MASc seminar - Ryan MacDonald

Tuesday, August 15, 2017 1:00 pm - 1:00 pm EDT (GMT -04:00)

Candidate

Ryan MacDonald

Title

Robotic Motion Planning in Uncertain Environments via Active Sensing

Supervisor

Stephen L. Smith

Abstract

Perception and control are at the foundation of automation, and in recent years, we have seen growth in feasible applications including self-driving cars and smart homes. As automation moves from regulated, well-monitored locations (e.g., factories) into society, uncertainty in hardware and the environment poses a safety concern. Within this thesis, we focus primarily on uncertainty in the environment and discuss models of the environment known a priori and learned as the robot functions. The robot is tasked with moving from one location or configuration to another while minimizing the expected cost of observation and motion actions. We focus on control that guides the robot to a position/configuration or identifies that it is impossible to reach the position/configuration.

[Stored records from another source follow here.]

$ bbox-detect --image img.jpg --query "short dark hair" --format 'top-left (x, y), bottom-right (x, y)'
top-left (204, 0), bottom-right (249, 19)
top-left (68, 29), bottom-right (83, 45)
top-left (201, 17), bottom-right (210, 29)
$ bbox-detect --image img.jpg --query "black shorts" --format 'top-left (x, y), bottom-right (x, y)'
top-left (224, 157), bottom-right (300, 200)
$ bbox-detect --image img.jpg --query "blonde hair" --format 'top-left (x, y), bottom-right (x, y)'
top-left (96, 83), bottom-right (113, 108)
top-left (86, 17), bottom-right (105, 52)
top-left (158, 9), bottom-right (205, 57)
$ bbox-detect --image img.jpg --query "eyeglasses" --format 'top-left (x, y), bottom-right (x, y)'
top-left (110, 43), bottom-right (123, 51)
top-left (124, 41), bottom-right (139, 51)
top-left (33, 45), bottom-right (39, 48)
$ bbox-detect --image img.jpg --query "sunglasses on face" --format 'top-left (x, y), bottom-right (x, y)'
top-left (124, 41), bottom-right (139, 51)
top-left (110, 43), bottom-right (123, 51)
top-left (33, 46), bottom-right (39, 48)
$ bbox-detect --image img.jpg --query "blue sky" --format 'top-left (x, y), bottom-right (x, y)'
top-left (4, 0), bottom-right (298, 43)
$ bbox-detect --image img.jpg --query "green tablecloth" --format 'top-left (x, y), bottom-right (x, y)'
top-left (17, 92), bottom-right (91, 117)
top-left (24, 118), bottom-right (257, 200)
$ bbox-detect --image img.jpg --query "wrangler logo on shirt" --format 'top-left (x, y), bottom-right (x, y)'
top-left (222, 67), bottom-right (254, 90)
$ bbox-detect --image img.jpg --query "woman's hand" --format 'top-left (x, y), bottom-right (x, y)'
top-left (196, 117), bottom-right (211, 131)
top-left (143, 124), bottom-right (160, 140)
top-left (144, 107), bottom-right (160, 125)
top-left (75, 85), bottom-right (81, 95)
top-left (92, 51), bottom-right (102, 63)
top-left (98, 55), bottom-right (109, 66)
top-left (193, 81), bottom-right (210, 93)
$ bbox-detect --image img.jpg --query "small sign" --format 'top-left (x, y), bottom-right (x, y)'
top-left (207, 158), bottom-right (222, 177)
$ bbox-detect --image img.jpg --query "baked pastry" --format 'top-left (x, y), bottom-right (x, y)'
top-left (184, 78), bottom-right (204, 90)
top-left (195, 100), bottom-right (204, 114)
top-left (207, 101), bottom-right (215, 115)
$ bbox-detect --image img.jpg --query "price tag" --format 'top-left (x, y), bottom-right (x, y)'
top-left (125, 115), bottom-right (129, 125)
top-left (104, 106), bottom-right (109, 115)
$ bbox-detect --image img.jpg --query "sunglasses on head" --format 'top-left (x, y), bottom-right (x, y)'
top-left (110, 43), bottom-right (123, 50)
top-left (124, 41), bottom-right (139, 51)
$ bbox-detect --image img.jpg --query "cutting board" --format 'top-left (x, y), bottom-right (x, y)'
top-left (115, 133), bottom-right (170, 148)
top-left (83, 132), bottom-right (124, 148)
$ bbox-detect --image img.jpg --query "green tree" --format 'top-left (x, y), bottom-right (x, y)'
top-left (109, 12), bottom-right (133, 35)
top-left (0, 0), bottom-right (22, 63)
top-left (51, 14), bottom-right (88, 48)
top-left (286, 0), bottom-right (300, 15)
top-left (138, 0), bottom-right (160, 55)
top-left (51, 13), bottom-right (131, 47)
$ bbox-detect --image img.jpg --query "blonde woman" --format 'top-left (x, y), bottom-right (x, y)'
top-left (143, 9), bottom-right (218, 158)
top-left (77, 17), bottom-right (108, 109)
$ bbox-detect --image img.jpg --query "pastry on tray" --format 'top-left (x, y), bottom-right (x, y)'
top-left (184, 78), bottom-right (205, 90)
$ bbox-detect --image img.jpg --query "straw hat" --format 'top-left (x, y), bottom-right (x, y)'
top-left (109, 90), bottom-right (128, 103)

The first focus on a robot creating a plan, prior to deployment, based on a known environment model. This model encodes obstacle configurations into different environmental realizations along with a probably this realization will be encountered. The robot is also provided an observation model it may use to sense the environment during the task. We show that minimizing the expected cost from start to goal within these models is NP-Hard. Therefore, we present an efficient algorithm to create a policy which can react to obstacles in real-time while maintaining safety constraints on motion. A by-product of this algorithm is a lower bound on the expected cost of an optimal policy. We compare the policy and lower bound, generated by our algorithm, against that of an optimal policy and existing research.

Our focus then shifts to remove prior information about environmental obstacles. We ask the robot to complete a finite number of start to goal tasks and show the general version of this problem is PSPACE-Hard. To reduce the complexity, we develop a method that uses an arbitrary reactionary algorithm from prior work to handle unexpected obstacles. For each new environment experienced, we incrementally update the robot's policy and show that the dependence on the reactionary algorithm is not increasing. Tests are performed on a flexible factory to demonstrate the scalability of this method.